Atualmente, a inclusão do sobrenome do genitor(a) socioafetivo (a) é possível diretamente no cartório, com crianças acima de 12 anos, conforme Resolução n. 63/2017 do Conselho Nacional de Justiça (CNJ). Essa normativa reconhece a possibilidade de multiparentalidade, autorizando que o nome do pai ou da mãe socioafetivos seja incluído nos registros civis, sem necessidade de exclusão do nome dos pais biológicos.
A retirada do sobrenome de um dos genitores biológicos exige um processo judicial, que será avaliado caso a caso. Os tribunais vêm, cada vez mais, flexibilizando a regra da imutabilidade do nome, prevista na Lei de Registros Públicos (Lei n. 6.015/1973).
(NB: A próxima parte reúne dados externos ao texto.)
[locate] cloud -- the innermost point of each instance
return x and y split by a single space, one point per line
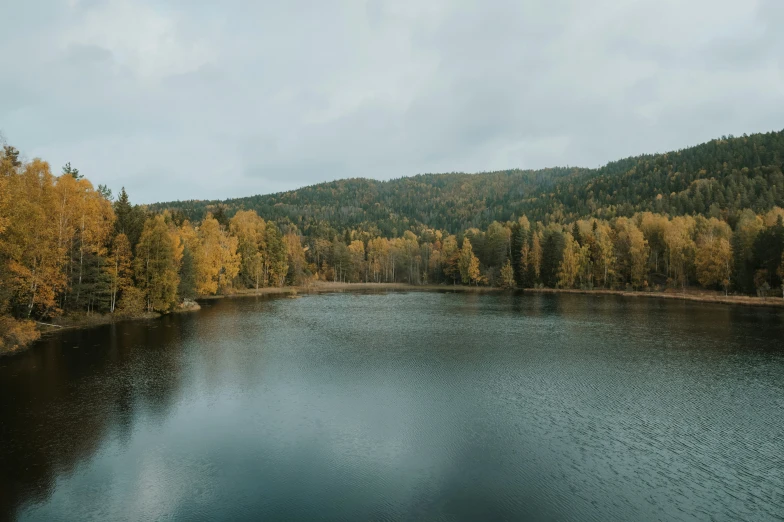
193 99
O entendimento é de que o nome não deve aprisionar a pessoa a vínculos que causam sofrimento, angústia ou não correspondem à sua realidade existencial e afetiva.
O ministro Paulo de Tarso Sanseverino, relator do recurso que possibilitou a exclusão do sobrenome do genitor, destacou que:
“O direito da pessoa de portar um nome que não lhe remeta às angústias decorrentes do abandono paterno e, especialmente, corresponda à sua realidade familiar, parece sobrepor-se ao interesse público de imutabilidade do nome, já excepcionado pela própria Lei de Registros Públicos.”
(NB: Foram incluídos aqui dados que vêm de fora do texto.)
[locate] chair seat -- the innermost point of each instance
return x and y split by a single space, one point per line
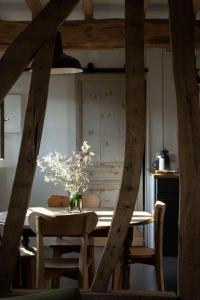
142 251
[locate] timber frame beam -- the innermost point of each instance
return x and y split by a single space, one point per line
110 33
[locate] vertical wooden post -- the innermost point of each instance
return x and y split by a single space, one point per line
27 43
135 139
182 39
25 171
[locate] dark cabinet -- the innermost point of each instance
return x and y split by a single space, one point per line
167 190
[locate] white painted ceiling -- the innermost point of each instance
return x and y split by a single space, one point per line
18 10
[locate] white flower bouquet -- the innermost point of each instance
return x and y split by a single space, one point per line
68 172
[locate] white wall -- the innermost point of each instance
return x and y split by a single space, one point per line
60 121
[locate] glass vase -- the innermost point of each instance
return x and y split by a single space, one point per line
75 202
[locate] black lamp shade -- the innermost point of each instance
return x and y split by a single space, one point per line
62 63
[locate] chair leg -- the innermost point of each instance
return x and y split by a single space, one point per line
55 283
91 269
160 275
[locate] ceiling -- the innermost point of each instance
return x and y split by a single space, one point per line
18 9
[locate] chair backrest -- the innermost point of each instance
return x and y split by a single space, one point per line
63 225
159 214
91 200
58 201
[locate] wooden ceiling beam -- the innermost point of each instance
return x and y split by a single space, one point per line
35 6
88 9
188 117
196 6
98 34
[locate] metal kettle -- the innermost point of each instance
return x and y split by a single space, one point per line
164 160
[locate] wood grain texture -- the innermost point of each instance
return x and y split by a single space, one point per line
128 295
196 6
35 6
88 9
25 171
13 63
189 145
97 34
134 145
É importante destacar que, embora seja possível suprimir o sobrenome do genitor biológico do nome civil, o vínculo jurídico de filiação permanece preservado na certidão de nascimento. Isso significa que a retirada do sobrenome não rompe a relação de parentesco legal com o pai ou a mãe registrados. Trata-se apenas de uma modificação no aspecto nominativo, retirando-se a obrigatoriedade de utilização do sobrenome do genitor nos documentos pessoais.
Para que haja o rompimento do vínculo jurídico de filiação, ou seja, o cancelamento da relação parental no registro civil , é necessária a propositura de uma ação judicial específica: a ação de destituição de poder familiar, cabível apenas em hipóteses excepcionais e devidamente fundamentadas.
A legislação atual permite que a pessoa maior de 18 anos requeira, de forma imotivada, a alteração de seu prenome, diretamente no cartório, sem necessidade de ação judicial. Essa possibilidade foi introduzida com a Lei nº 14.382/2022, que alterou dispositivos da Lei de Registros Públicos. No entanto, a alteração imotivada do prenome poderá ser feita apenas uma única vez pela via extrajudicial, e eventual desconstituição do ato dependerá de decisão judicial.
A mesma lei passou a permitir, também, a inclusão ou exclusão de sobrenomes por motivos relacionados à alteração do estado de filiação, sendo possível, por exemplo, que cônjuges, companheiros ou descendentes solicitem mudanças no nome quando um de seus vínculos familiares for formalmente modificado. Já a exclusão de sobrenome, quando não houve alteração anterior no vínculo de filiação, ainda exige intervenção judicial.
Em síntese, é possível retirar o sobrenome do genitor ou da genitora por meio de ação judicial, desde que o pedido seja devidamente fundamentado e demonstre que a manutenção do nome representa prejuízo à identidade pessoal do requerente.